Gottlieb Schumacher (21 November 1857 – 26 November 1925) was an American-born civil engineer, architect and archaeologist of German descent, who was an important figure in the early archaeological exploration of Palestine.

==Early life==
Schumacher was born in Zanesville, Ohio, where his parents had immigrated from Tübingen, Germany. His father, Jacob Schumacher, was a member of the Temple Society, a German Protestant sect which in the 1860s established the German Colony in Haifa, Palestine. In 1869, Jacob Schumacher settled with his family in the Templer colony, where he became the chief architect and builder.

==Career==
===Engineer, surveyor and architect===
Gottlieb studied engineering in Germany, and then returned to Palestine in 1881.

He quickly became a leading figure in the construction of roads and houses. He was appointed Chief Engineer for the Province of Akko by the Ottoman government. Among his many works were the Scottish hostels in Safed and Tiberias, the Russian hostel in Nazareth, the cellars of the Rothschild winery at Rishon LeZion, and the bridge over the Kishon River.

One of his most important projects was the survey of the Golan, Hauran, and Ajlun districts, in preparation for the construction of the Damascus-Haifa railway, which branched off from the Hejaz railway at Deraa. As part of the same development he also extended the mole of the port of Haifa. In the course of this survey he produced the first accurate maps of these regions, along with detailed descriptions of the archaeological remains and the contemporary villages.

From 1886 he published articles reporting his discoveries in the Zeitschrift des Deutschen Palästina-Vereins. These articles were reprinted in translation by the Palestine Exploration Fund Quarterly Statement. He published a series of books, also reprinted in English by the Fund.

===Archaeologist===
====Megiddo====
From 1903 to 1905 Schumacher carried out excavations at Tell el-Mutesellim, the mound containing the ruins of the ancient city of Megiddo. The first volume of his report on Megiddo, covering the stratigraphy and the architecture, was published in 1908. The second volume, a study of the small finds, was published in 1929 by Carl Watzinger and contained the material which survived destruction during World War I.

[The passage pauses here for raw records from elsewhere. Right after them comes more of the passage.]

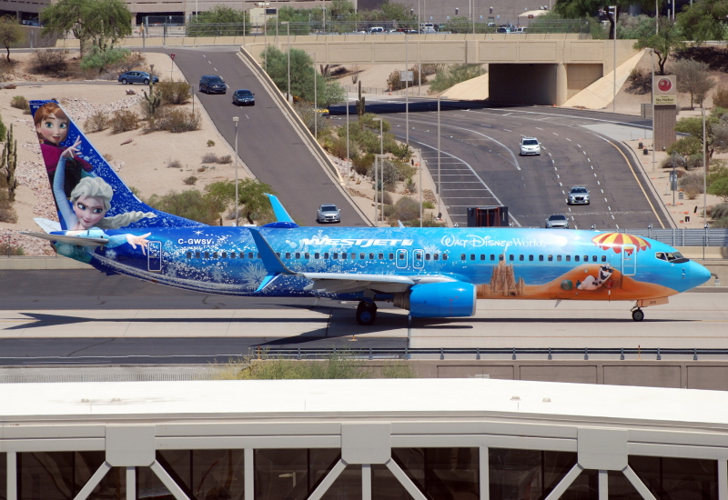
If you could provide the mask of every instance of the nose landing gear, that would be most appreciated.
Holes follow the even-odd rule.
[[[359,325],[369,326],[377,319],[377,305],[362,300],[357,306],[357,321]]]

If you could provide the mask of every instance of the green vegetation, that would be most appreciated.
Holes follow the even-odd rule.
[[[405,362],[388,362],[379,370],[367,366],[355,351],[336,353],[321,360],[293,360],[248,355],[216,365],[218,380],[299,380],[351,378],[415,378],[414,367]]]
[[[10,47],[23,40],[25,33],[20,22],[13,15],[0,17],[0,45],[7,51],[7,60],[10,61]]]
[[[430,89],[432,92],[442,92],[452,85],[485,75],[486,70],[480,65],[453,65],[435,75]]]
[[[123,0],[59,0],[40,11],[43,35],[70,31],[81,45],[81,57],[95,46],[106,52],[131,35],[131,11]]]

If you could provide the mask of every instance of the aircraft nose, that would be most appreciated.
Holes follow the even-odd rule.
[[[690,286],[700,286],[711,279],[711,272],[695,261],[690,261]]]

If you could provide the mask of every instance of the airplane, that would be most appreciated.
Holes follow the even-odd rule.
[[[197,292],[377,303],[413,317],[471,316],[478,299],[632,301],[643,307],[711,273],[663,243],[624,233],[471,227],[302,227],[268,195],[277,221],[207,225],[156,210],[122,182],[53,101],[31,102],[59,212],[35,219],[65,256],[107,275]],[[91,187],[89,187],[91,186]]]

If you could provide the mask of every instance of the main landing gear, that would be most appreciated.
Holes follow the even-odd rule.
[[[634,321],[642,321],[644,319],[644,313],[640,309],[639,305],[635,305],[632,308],[632,319]]]
[[[377,305],[362,300],[357,306],[357,321],[359,325],[369,326],[377,319]]]

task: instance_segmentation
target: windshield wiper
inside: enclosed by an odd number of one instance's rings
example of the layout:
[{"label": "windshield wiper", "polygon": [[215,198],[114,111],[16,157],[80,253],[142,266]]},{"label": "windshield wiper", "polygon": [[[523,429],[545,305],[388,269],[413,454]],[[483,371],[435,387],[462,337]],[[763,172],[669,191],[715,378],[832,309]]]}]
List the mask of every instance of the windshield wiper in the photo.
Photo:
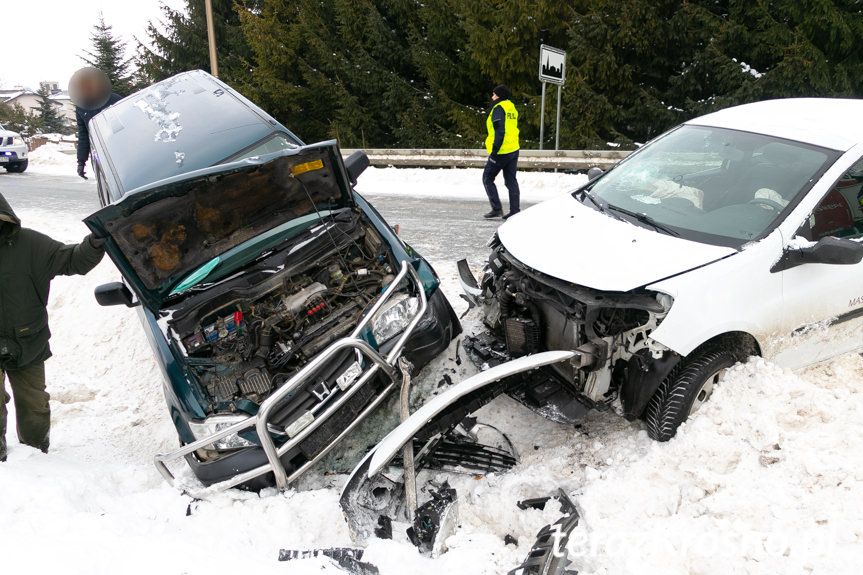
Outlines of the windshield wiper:
[{"label": "windshield wiper", "polygon": [[643,224],[647,224],[648,226],[652,227],[656,231],[663,232],[665,234],[668,234],[669,236],[680,237],[679,232],[669,228],[668,226],[666,226],[664,224],[660,224],[659,222],[657,222],[656,220],[654,220],[653,218],[651,218],[647,214],[642,214],[639,212],[633,212],[631,210],[627,210],[626,208],[621,208],[619,206],[615,206],[612,204],[606,204],[606,205],[607,205],[608,209],[614,210],[615,212],[620,212],[621,214],[626,214],[627,216],[635,219],[636,221],[639,221]]},{"label": "windshield wiper", "polygon": [[600,212],[605,211],[605,206],[603,206],[601,203],[599,203],[599,200],[594,198],[593,194],[591,194],[590,190],[588,190],[587,188],[584,188],[583,190],[581,190],[581,197],[587,198],[588,200],[590,200],[590,203],[592,203],[594,206],[596,206],[596,209],[599,210]]}]

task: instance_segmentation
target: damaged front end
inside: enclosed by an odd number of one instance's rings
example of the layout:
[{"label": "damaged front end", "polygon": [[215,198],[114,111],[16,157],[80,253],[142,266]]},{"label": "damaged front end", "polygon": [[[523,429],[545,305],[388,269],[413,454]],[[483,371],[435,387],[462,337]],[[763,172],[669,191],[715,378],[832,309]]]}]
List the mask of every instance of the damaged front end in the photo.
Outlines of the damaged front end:
[{"label": "damaged front end", "polygon": [[521,385],[523,374],[573,357],[570,351],[548,351],[491,367],[406,418],[357,465],[342,490],[339,503],[354,539],[363,543],[403,533],[425,553],[443,552],[457,524],[459,480],[502,473],[518,463],[509,438],[472,415]]},{"label": "damaged front end", "polygon": [[465,338],[480,368],[549,349],[574,353],[543,369],[510,395],[544,417],[575,423],[592,408],[629,419],[644,411],[679,356],[651,339],[671,296],[645,289],[608,292],[572,284],[519,262],[495,238],[477,282],[458,264],[465,297],[479,306],[488,331]]}]

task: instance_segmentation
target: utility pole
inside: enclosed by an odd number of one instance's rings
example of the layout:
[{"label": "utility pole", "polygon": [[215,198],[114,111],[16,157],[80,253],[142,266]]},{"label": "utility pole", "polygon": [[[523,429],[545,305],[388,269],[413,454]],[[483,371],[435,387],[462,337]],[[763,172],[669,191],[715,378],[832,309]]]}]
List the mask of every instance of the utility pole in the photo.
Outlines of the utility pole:
[{"label": "utility pole", "polygon": [[216,61],[216,31],[213,26],[213,1],[204,0],[207,11],[207,43],[210,46],[210,73],[219,77],[219,63]]}]

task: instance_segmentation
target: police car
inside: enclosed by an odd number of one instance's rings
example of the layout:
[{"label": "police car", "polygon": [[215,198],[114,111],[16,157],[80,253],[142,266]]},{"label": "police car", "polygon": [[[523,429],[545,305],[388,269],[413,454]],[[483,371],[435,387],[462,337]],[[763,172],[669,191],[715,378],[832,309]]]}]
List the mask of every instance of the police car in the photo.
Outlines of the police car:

Schumacher's approach to excavation was based more on architectural finds than on dissection of layers of earth. His reports were illustrated with many photographs and drawings.

His main excavated area at Megiddo was a trench 20–25 metres (66–82 ft) across, running north–south through the center of the mound, a method widely used in those days and influenced by Heinrich Schliemann's digs at Troy, but considered unfortunate by later archaeologist due to the very large amount of soil removed in a manner that offers little stratigraphic information to future researchers. The massive intervention in this relatively small tell led for instance to overlooking the potentially very important stele fragment of Pharaoh Sheshonk I, usually identified with biblical King Shishak, which was later found in the pile of dump created by Schumacher's trench, thus out of its original stratigraphic context and rendered almost useless for dating purposes. If found in situ, the stele would have provided chronological evidence about the city from the time of Sheshonk's campaign, related to the disputed historical existence of King Solomon.

In the trench Schumacher identified eight strata, which he numbered from bottom to top. Most of them may be dated, by the pottery found in them, to the Middle Bronze Age II-Iron Age II periods. His work was the basis for later excavations by the Oriental Institute of the University of Chicago in 1925-1939.

Schumacher uncovered a number of important buildings at Megiddo.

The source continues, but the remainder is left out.